The more vehement the vague assurances that Fidel Castro is recovering from his stomach surgery, the more certain we can be that Castro is at death's door and his underlings are keeping him on life support (or ice) as they jockey for position.
When it's finally safe for his successorts to announce his death, the international press will be full of laudatory obituaries for this great "revolutionary", "hero of the common man," and "champion of progress for Cuba."
Ignored or glossed over will be the staggering impoverishment, the brutal repressions of dissidents and ordinary Cubans, the foolhardy military adventures, and the corruption that have marked his decades of tyranny.
Yet, for all of his fame and fortune, he is, at heart, just another jumped-up Spanish caudillo, as Georgie Anne Geyer explains in this article.
And that, perhaps, is as much a tribute to the endurance of national character in the face of Communist ideology as anything else.
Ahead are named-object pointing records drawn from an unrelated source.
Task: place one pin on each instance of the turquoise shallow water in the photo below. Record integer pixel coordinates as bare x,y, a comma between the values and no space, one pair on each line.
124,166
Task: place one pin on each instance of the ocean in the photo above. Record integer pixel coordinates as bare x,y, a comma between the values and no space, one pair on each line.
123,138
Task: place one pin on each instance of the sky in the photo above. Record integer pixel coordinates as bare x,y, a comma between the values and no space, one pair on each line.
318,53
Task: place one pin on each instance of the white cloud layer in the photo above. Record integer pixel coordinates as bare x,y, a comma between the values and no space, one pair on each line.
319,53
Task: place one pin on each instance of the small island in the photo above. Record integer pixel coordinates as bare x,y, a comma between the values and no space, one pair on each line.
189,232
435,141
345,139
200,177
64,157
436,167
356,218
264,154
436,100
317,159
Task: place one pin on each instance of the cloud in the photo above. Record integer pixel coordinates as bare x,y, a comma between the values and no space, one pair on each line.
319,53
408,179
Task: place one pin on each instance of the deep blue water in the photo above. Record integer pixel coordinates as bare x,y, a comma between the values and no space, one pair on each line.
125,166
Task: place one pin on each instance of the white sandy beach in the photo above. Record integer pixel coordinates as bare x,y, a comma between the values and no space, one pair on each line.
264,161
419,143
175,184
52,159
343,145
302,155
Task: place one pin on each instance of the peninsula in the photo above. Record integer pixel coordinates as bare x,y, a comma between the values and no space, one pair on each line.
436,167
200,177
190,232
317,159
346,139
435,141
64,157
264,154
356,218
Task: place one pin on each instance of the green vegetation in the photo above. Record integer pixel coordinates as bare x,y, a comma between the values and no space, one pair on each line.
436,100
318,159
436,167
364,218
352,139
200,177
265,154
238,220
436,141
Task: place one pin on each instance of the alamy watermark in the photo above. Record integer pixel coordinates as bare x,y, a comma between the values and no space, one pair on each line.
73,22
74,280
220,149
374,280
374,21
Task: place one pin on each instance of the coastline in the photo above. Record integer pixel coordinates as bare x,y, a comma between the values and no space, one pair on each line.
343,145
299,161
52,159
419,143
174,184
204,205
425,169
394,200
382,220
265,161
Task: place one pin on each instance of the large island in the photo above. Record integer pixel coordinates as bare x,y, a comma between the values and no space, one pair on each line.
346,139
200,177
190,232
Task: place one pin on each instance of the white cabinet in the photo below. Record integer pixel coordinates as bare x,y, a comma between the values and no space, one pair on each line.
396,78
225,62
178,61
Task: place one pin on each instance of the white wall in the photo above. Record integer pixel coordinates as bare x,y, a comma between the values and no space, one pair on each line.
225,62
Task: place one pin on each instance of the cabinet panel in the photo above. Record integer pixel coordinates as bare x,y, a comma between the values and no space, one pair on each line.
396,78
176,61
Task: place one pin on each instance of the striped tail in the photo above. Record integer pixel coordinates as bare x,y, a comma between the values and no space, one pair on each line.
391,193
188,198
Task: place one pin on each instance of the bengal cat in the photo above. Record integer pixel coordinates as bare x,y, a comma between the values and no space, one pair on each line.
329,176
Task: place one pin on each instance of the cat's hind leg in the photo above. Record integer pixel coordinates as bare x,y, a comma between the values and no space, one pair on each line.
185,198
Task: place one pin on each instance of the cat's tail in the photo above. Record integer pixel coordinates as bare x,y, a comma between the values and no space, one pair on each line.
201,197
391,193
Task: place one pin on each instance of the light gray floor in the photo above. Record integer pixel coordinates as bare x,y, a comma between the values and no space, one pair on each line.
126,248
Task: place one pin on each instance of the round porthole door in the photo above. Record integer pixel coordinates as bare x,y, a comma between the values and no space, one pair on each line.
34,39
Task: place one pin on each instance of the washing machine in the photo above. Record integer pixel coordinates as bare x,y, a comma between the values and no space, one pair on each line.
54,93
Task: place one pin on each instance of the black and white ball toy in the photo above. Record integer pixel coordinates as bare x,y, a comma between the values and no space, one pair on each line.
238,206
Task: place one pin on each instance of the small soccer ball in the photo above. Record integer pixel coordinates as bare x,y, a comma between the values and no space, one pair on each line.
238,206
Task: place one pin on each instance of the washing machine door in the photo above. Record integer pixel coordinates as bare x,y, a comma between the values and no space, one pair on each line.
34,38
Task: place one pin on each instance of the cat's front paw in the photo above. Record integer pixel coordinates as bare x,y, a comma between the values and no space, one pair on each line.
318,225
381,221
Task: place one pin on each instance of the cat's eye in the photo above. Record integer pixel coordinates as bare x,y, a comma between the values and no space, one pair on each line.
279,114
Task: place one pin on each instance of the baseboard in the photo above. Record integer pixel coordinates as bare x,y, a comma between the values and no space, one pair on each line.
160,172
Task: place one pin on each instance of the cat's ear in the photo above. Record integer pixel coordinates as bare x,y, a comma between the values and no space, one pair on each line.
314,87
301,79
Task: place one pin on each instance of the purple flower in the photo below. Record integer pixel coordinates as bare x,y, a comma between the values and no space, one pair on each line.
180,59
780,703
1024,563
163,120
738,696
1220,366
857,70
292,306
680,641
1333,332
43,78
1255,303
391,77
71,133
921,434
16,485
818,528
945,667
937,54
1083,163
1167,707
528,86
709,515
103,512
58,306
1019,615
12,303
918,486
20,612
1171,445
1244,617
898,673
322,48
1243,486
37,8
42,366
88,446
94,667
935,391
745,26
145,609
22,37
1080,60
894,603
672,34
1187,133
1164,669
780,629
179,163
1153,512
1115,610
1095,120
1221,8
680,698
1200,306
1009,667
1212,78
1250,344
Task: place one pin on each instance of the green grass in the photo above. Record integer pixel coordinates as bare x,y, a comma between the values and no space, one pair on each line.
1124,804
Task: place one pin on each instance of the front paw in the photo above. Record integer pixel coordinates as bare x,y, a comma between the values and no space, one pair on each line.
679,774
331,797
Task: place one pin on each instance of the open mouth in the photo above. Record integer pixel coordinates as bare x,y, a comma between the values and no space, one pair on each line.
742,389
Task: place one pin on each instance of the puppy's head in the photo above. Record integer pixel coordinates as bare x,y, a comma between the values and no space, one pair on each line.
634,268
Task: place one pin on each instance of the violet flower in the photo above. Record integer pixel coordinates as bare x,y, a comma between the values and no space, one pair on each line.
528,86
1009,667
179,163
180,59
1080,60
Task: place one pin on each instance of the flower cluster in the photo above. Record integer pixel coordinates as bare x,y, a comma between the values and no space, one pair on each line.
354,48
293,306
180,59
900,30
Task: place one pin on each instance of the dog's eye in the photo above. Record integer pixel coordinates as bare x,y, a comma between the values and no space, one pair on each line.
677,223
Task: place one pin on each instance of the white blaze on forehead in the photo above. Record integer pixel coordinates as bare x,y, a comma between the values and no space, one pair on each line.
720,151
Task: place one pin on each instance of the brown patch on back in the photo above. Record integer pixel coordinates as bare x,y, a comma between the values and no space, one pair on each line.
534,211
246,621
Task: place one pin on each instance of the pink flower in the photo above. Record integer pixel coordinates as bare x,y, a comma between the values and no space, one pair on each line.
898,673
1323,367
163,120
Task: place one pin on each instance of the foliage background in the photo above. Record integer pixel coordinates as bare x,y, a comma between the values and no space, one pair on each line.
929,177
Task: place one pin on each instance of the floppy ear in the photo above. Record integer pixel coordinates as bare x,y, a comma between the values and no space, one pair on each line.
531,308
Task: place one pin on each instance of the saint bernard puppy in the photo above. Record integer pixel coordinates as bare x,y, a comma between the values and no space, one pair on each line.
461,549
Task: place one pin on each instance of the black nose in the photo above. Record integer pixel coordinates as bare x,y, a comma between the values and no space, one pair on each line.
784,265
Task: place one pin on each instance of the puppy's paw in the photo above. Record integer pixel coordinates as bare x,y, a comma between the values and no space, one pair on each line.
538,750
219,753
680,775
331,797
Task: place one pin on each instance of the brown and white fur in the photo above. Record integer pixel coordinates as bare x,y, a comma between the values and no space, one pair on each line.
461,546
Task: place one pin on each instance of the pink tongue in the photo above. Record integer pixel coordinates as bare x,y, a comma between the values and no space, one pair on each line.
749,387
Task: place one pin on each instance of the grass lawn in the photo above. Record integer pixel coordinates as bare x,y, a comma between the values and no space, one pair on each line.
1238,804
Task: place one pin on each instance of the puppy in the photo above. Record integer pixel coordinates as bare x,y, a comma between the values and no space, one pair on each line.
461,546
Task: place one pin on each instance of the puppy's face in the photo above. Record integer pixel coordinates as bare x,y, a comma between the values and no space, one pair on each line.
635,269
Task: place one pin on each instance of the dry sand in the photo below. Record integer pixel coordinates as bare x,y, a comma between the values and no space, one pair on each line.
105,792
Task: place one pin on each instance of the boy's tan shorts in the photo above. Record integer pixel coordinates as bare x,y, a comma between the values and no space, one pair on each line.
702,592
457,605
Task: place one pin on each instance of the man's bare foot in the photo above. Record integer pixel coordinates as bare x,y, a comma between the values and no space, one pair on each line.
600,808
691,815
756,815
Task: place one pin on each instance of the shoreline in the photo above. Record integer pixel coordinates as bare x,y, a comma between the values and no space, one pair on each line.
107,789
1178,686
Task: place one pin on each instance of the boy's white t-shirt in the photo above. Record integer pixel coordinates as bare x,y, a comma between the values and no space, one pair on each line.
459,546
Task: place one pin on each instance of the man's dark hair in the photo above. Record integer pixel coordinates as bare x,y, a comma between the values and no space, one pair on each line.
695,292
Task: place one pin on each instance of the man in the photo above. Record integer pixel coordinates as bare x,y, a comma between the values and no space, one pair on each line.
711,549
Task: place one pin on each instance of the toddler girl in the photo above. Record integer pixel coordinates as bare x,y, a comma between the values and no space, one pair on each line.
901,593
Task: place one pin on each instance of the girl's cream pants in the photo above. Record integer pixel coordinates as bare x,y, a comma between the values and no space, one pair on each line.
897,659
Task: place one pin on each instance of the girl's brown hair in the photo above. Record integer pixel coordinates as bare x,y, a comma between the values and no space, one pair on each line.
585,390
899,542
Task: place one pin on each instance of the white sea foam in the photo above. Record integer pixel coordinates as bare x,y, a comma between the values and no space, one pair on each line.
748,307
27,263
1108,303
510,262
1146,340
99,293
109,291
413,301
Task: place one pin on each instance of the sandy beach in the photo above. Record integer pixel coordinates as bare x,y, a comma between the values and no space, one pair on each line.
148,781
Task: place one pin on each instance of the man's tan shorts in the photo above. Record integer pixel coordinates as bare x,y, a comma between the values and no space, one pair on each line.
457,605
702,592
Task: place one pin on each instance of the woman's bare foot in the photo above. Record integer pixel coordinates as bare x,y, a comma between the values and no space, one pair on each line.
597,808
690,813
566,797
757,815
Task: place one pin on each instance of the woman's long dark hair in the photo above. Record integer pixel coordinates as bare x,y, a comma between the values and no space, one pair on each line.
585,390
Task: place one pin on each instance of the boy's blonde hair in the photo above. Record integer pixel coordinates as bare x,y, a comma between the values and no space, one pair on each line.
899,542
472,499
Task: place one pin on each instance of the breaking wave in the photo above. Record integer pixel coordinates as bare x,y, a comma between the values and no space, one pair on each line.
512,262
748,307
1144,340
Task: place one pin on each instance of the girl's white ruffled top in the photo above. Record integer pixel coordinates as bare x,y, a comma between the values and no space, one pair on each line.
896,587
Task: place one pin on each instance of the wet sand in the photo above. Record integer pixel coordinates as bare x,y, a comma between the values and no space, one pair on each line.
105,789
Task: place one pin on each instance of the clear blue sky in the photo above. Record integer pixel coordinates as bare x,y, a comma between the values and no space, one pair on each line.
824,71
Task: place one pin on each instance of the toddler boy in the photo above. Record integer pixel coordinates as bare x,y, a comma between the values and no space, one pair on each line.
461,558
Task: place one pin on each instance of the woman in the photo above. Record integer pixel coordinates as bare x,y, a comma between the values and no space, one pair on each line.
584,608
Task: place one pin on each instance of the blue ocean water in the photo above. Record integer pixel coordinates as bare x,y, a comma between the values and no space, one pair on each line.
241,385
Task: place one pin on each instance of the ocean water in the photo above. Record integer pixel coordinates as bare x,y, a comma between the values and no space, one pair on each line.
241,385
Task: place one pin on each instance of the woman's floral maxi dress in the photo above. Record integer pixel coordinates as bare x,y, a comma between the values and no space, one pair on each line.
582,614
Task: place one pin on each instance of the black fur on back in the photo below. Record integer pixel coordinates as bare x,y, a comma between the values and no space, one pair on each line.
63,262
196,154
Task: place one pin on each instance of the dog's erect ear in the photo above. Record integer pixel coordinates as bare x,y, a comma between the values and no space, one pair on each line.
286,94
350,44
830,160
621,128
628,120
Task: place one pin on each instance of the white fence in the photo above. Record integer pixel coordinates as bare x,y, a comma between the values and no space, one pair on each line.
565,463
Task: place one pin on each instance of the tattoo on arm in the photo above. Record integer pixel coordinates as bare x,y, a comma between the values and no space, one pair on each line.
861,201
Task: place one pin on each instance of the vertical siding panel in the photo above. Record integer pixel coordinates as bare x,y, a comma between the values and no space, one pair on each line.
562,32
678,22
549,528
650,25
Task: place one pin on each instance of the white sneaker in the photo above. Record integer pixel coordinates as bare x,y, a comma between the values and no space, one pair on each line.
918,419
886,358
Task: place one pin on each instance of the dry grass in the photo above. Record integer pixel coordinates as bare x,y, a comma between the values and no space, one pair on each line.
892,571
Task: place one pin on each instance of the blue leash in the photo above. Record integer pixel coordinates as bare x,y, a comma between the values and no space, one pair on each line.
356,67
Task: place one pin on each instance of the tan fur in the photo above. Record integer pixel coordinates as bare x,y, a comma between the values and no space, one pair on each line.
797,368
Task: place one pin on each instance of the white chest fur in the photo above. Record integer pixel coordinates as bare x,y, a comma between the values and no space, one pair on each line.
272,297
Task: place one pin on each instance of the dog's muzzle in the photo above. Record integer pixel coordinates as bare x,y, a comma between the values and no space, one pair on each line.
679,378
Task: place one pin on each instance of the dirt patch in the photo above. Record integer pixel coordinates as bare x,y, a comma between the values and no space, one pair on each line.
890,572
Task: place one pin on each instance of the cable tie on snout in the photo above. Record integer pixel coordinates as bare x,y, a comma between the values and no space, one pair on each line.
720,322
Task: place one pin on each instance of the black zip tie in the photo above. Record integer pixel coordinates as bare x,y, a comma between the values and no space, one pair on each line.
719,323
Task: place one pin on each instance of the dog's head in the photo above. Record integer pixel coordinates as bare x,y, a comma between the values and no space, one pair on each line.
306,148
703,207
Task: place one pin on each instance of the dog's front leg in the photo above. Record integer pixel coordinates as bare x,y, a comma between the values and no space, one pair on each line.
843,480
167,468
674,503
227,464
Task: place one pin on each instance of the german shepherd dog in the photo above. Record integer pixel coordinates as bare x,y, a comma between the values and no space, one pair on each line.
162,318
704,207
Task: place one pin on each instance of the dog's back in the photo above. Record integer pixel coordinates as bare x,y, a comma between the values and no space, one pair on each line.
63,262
What was Soviet communism except the excesses of Czarist brutality and tyranny carried to unrestrained extremes, with collectivization a new serfdom, the nomenklatura a new nobility, and the gulags a harsher form of exile to Siberia?
What is Chinese communism except the old Empire underlaid with Marxist rhetoric?
What is North Korean juche except old Korean dynastic rule with ancient ancestor worship?
And what is Cuban communism, except the rule of the most brutal caudillo in Latin American history?